Factorising a quadratic helps you to sketch the graph of the quadratic because it gives you the x -intercepts of the graph.

How does completing the square for a quadratic help you to sketch the graph of the quadratic?

Completing the square for a quadratic helps you to sketch the graph of the quadratic because it gives you the coordinates of the turning point of the graph.

True or False? A GDC can be used to find the solutions to a quadratic equation .

True. A GDC can be used to find the solutions to a quadratic equation .

What information is given by the discriminant of a quadratic function?

The discriminant of a quadratic function identifies the number of distinct real roots that its graph has.

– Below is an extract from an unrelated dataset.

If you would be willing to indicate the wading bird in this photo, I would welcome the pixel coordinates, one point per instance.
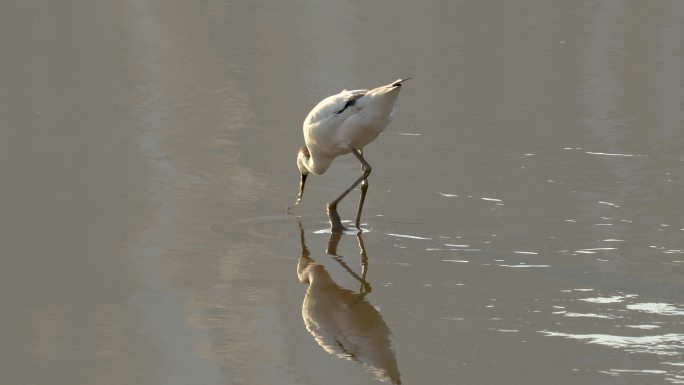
(341, 124)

Also, it it identifies the number of distinct real solutions of the equation formed by setting the quadratic equal to zero.

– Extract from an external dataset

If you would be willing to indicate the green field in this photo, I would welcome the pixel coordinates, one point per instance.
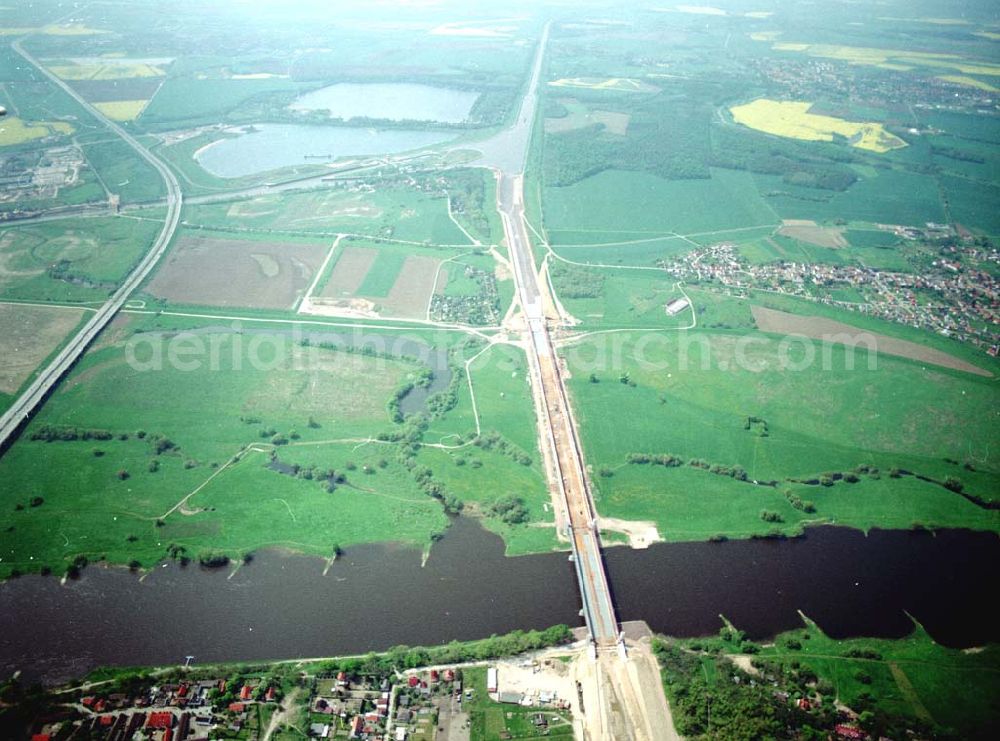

How many real solutions does a quadratic equation have if the discriminant of the quadratic function is negative ?

If the discriminant of a quadratic function is negative , then the equation has no real solutions .

How many real solutions does a quadratic equation have if the discriminant of the quadratic function is zero ?

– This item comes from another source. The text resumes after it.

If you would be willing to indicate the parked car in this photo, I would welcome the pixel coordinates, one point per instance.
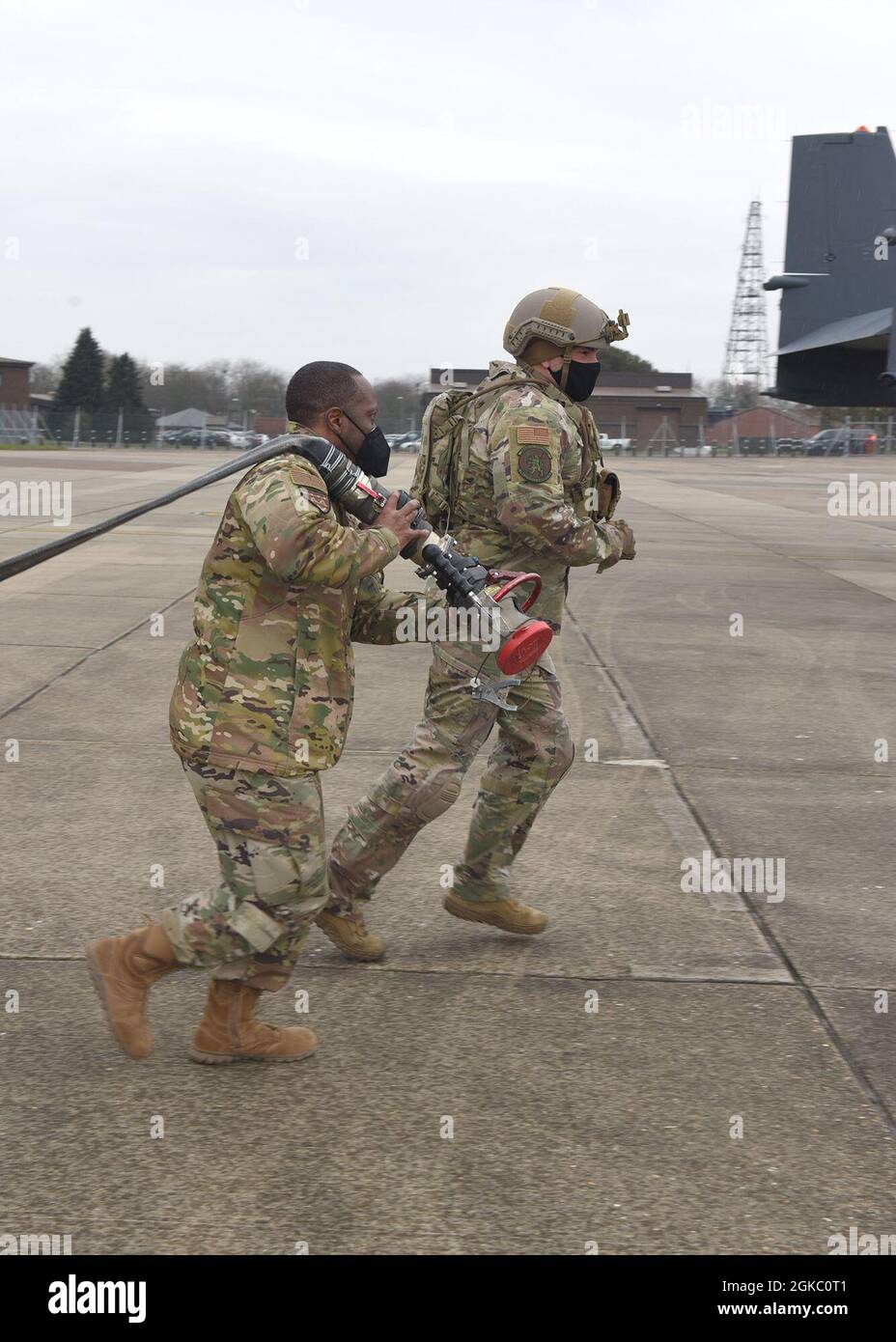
(616, 446)
(837, 442)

If the discriminant of a quadratic function is zero , then the equation has one (repeated) real solution .

How many real roots does a quadratic graph have if the discriminant of the quadratic function is positive ?

If the discriminant of a quadratic function is positive , then its graph has two distinct real roots .

IBMathsDPAnalysis & Approaches (AA)HLFlashcards2. FunctionsQuadratic Functions & Graphs

Quadratic Functions & Graphs (DP IB Analysis & Approaches (AA))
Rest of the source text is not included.